Professor Francis Boyle at the College of Law will be teaching LAW 656: International Law in Fall 2013! The course will explore the nature, sources, and subjects of international law and its place in the control of international society. It will also include an examination of the law of jurisdiction, territory, recognition and succession of states, rights and immunities of states in foreign courts, diplomatic immunities, treaties, protection of citizens abroad, settlement of international disputes, war and neutrality, the United Nations, and the International Court of Justice. Credit: 3 professional hours/ 4 graduate hours. Register now or contact Professor Boyle at fboyle@illinois.edu for further information.

New Courses in Sociology to Enhance Your Undergraduate and Graduate Area Studies Degree! Cynthia Buckley, Professor of Sociology will be teaching two courses in Fall 2013 to help you strengthen your area studies credentials. SOC 596 Integrating Qualitative and Quantitative Methods will be focused primarily upon the possibilities and problems related to the mixing of methods in comparative research. The seminar seeks to provide you with a “hands on” approach to data collection, evaluation, and analysis. While the course explores the importance of mixed methodological approaches, even students who anticipate a career as acolytes of ethnography or analysts of secondary data can benefit from learning about the norms, methods, and principles relating to how the “other half” works. Credit: 4 graduate hours. This course will meet 3:30-6:50 p.m. Wednesdays in 236 Wohlers Hall. SOC 488  Demographic Methods provides an introduction to statistical and mathematical procedures in population analysis; the gathering, processing, and evaluating of registration and census data; the life table model; and procedures of mortality and fertility analysis and population projections. The course will deepen your comprehension of how documenting demographic trends can contribute to understanding social, cultural, economic and political development.  Credit: 3 undergraduate or 4 graduate hours. Prerequisite: SOC 380 Social Research Methods or consent of instructor. This course satisfies the General Education Criteria for a UIUC: Quant Reasoning II and it will meet 2:00-3:00 p.m. MWF in G27 Foreign Language Building. For further questions and the instructor’s consent, please contact Prof. C. Buckley at buckleyc@illinois.edu.

New Sociology Graduate Course in Spring 2012

SOC 596ZG: Global Ethnographies—Prof. Gille

The purpose of this course is to help graduate students develop an analytical and methodological toolkit with which to embark on their research projects.

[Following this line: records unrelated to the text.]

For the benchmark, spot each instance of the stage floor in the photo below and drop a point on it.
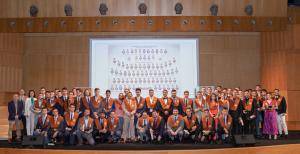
(294, 138)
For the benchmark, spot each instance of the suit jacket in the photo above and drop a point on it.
(100, 126)
(113, 124)
(43, 126)
(12, 110)
(58, 124)
(141, 106)
(158, 126)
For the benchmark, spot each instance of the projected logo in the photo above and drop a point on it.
(143, 67)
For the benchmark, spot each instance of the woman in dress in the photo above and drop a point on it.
(28, 112)
(270, 120)
(198, 106)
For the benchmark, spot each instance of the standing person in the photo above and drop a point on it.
(119, 112)
(108, 103)
(186, 102)
(156, 127)
(43, 126)
(198, 106)
(249, 112)
(22, 98)
(175, 125)
(96, 101)
(85, 127)
(56, 127)
(140, 107)
(77, 99)
(151, 102)
(15, 112)
(129, 107)
(101, 127)
(235, 111)
(143, 127)
(270, 119)
(191, 126)
(207, 126)
(225, 123)
(29, 113)
(70, 122)
(39, 104)
(214, 113)
(164, 105)
(176, 101)
(85, 102)
(114, 129)
(281, 113)
(258, 117)
(64, 101)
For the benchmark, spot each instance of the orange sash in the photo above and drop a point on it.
(130, 106)
(55, 124)
(164, 105)
(114, 125)
(99, 126)
(71, 123)
(189, 123)
(149, 104)
(174, 124)
(141, 104)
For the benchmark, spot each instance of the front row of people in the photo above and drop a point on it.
(93, 127)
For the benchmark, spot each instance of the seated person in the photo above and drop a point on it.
(100, 127)
(207, 126)
(114, 128)
(224, 129)
(175, 126)
(69, 127)
(156, 127)
(85, 128)
(56, 126)
(43, 126)
(142, 126)
(191, 125)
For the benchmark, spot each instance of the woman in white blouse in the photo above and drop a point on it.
(29, 114)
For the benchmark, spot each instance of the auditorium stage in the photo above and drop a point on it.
(290, 145)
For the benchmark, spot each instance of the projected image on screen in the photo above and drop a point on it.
(144, 63)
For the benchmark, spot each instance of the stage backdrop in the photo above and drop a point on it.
(156, 64)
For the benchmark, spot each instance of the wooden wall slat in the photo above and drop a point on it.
(86, 8)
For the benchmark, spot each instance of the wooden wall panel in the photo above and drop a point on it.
(11, 60)
(83, 8)
(141, 24)
(61, 59)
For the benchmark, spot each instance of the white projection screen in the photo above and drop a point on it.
(158, 64)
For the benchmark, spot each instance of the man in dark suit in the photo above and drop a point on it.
(15, 113)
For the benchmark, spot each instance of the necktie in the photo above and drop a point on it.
(107, 103)
(155, 120)
(185, 102)
(101, 122)
(44, 119)
(32, 101)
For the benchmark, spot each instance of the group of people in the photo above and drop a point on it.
(214, 115)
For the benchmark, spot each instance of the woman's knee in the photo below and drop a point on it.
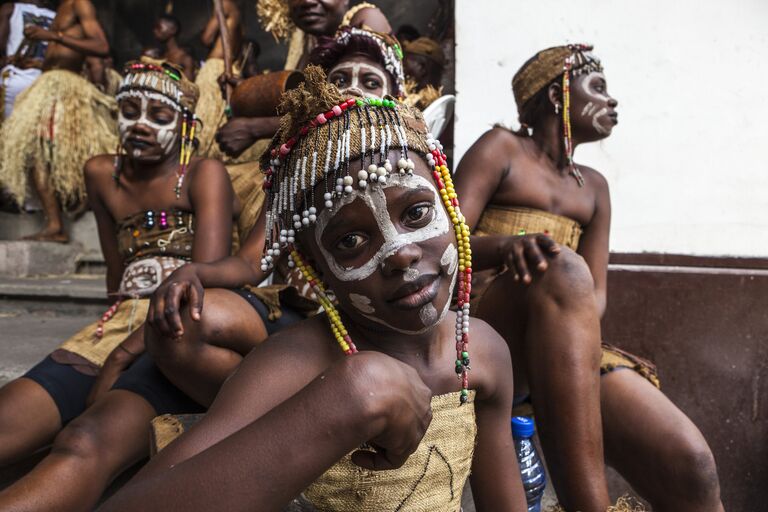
(567, 280)
(694, 469)
(80, 439)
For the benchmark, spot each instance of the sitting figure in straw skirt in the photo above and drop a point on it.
(359, 62)
(157, 209)
(61, 120)
(537, 214)
(319, 411)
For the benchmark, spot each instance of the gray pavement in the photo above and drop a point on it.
(26, 337)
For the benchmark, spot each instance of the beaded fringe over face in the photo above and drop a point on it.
(342, 143)
(569, 61)
(158, 80)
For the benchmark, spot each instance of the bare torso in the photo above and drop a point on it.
(59, 56)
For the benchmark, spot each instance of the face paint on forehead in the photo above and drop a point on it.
(166, 133)
(375, 199)
(356, 69)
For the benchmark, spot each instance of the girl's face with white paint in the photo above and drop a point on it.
(388, 252)
(358, 72)
(593, 110)
(149, 128)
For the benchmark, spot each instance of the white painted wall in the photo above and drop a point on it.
(688, 162)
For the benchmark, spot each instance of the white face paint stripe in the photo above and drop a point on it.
(376, 200)
(166, 133)
(437, 320)
(593, 111)
(356, 69)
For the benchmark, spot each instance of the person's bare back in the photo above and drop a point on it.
(211, 36)
(74, 35)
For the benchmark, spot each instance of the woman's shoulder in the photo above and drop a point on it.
(490, 358)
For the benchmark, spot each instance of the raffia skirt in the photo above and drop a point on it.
(60, 121)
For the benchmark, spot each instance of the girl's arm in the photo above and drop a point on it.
(495, 479)
(98, 176)
(212, 199)
(594, 243)
(272, 432)
(187, 284)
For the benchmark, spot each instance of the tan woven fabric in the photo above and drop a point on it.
(61, 121)
(431, 480)
(210, 107)
(128, 317)
(507, 220)
(135, 241)
(614, 358)
(544, 67)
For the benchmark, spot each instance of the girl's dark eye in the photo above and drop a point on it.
(372, 83)
(350, 242)
(130, 112)
(419, 214)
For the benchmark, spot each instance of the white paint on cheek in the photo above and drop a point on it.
(166, 133)
(411, 274)
(440, 318)
(375, 199)
(428, 315)
(602, 130)
(362, 303)
(599, 99)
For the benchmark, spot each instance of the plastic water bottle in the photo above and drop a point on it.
(531, 469)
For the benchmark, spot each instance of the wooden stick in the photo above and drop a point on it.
(225, 43)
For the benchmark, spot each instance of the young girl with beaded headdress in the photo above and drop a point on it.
(202, 305)
(527, 183)
(360, 196)
(154, 205)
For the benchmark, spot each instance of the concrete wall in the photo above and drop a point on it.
(687, 162)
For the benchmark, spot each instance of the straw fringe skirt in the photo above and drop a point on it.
(61, 121)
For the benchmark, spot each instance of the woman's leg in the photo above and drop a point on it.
(110, 436)
(553, 330)
(29, 419)
(201, 359)
(656, 447)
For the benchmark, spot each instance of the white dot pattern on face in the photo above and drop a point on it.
(375, 199)
(166, 133)
(593, 111)
(355, 69)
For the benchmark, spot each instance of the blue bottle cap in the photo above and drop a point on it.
(523, 427)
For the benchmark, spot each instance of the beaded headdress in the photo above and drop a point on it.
(389, 53)
(162, 81)
(275, 17)
(337, 144)
(569, 61)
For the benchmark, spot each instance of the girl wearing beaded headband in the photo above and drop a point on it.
(360, 196)
(146, 231)
(544, 83)
(544, 240)
(147, 86)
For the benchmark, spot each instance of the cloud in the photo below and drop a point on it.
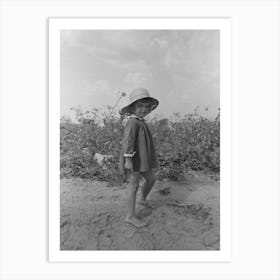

We will address the following questions.

  • How can we give an account of people’s diverse experiences of globalization?
  • How can ethnography, traditionally understood as the study of the here and now, be relevant for the study of communities and cultures whose boundaries are seen as increasingly porous?
  • How do we study issues, people, places without ignoring connections and links among multiple sites but without fetishizing the global?
  • How do we choose the appropriate level of analysis when social relations stretch beyond national boundaries?
  • What implications does the conceptualization of globalization carry for methodology and political conclusions?
  • What is the role of historical analysis in studying globalization ethnographically?
  • What changes are necessary in qualitative research for a critical analysis of social processes associated with globalization?
  • What are the theoretical implications of recent conceptualizations of neoliberal globalization for interpreting our data?

We will start with a brief overview of ethnography as method then we will compare and evaluate different conceptualizations of globalization in social theory and research. From the middle of the semester on we will focus on how various scholars have conceptualized the social and the spatial—whether implicitly or explicitly. We will explore the political and methodological implications of each of these approaches.